1.2. The purpose of the Policy of General Principles of Personal Data Processing of JSC “Ukrposhta” (hereinafter referred to as the Policy) is to ensure an appropriate level of accessibility, transparency and processing of personal data in the course of Ukrposhta’s business activities.
1.4. In this Policy, the terms are used in the meanings set out in the Laws of Ukraine “On Personal Data Protection”, “On Information”, “On Postal Communication”, the Rules for the Provision of Postal Communication Services, approved by the Resolution of the Cabinet of Ministers of Ukraine No. 270 of 05/03/2009 (as amended).
2. Scope and Validity of the Policy
2.1. The Policy shall be mandatory for application in Ukrposhta within the process of personal data processing and shall apply to all structural units of Ukrposhta.
2.2. The validity of the Policy shall not be limited. Ukrposhta shall have the right to make changes to the Policy, which it informs about by posting an updated version on the official website of Ukrposhta http://www.ukrposhta.ua (hereinafter referred to as the website).
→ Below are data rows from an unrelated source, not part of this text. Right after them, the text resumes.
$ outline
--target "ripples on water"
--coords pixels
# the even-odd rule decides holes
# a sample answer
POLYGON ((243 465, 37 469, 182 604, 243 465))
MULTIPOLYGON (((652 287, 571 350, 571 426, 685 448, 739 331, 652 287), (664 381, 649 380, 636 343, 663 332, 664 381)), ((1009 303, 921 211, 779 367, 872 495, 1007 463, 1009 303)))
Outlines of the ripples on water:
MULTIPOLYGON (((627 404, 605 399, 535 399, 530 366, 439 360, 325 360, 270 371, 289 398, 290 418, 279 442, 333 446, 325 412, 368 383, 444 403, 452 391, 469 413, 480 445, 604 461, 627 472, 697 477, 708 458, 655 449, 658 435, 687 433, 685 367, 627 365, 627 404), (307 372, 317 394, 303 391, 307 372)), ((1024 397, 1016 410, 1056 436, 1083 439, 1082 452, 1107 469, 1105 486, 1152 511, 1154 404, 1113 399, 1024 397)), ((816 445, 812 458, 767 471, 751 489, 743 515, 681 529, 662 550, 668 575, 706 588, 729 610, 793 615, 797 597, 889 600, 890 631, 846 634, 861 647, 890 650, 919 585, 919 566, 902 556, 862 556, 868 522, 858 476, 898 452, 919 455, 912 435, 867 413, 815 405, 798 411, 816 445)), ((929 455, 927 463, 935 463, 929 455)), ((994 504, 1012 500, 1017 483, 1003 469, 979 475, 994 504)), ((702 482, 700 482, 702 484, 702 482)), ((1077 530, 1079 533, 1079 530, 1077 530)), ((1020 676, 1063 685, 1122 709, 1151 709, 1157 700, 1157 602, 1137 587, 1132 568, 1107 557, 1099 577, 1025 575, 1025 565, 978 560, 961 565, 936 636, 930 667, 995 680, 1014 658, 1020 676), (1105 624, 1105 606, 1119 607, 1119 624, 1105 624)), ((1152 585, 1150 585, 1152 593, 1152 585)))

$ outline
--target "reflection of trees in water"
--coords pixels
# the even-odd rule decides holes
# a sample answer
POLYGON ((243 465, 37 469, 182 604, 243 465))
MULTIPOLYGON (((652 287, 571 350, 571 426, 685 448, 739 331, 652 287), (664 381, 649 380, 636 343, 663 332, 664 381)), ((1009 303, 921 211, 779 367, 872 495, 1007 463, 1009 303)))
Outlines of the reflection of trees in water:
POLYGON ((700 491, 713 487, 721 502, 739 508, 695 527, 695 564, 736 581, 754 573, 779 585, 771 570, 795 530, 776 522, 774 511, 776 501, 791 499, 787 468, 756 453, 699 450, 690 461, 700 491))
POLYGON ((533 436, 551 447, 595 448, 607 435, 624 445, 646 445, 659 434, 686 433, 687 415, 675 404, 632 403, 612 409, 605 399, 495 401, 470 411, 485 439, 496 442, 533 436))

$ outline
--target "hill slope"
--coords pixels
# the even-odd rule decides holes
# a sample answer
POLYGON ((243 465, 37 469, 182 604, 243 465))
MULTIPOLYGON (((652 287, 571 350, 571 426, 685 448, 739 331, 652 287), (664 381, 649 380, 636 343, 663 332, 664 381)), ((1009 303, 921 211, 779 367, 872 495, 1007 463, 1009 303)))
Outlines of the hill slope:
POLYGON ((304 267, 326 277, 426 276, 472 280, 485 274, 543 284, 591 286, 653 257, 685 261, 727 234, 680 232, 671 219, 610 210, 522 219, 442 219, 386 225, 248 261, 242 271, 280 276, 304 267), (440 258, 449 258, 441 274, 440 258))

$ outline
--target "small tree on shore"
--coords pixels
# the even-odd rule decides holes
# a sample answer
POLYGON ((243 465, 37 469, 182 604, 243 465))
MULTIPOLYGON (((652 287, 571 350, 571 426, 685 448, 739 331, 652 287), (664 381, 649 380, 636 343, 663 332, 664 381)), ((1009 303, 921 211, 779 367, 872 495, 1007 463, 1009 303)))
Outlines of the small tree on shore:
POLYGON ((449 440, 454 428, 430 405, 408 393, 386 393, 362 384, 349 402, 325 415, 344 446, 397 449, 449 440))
3. Purpose of Personal Data Processing
The purpose of processing personal data by Ukrposhta shall be the provision of quality postal services to users of postal services (personal data subjects), processing of information that constitutes the profile of use of services, settlement of issues in the area of employment relations and in the course of business activities in the manner prescribed by law.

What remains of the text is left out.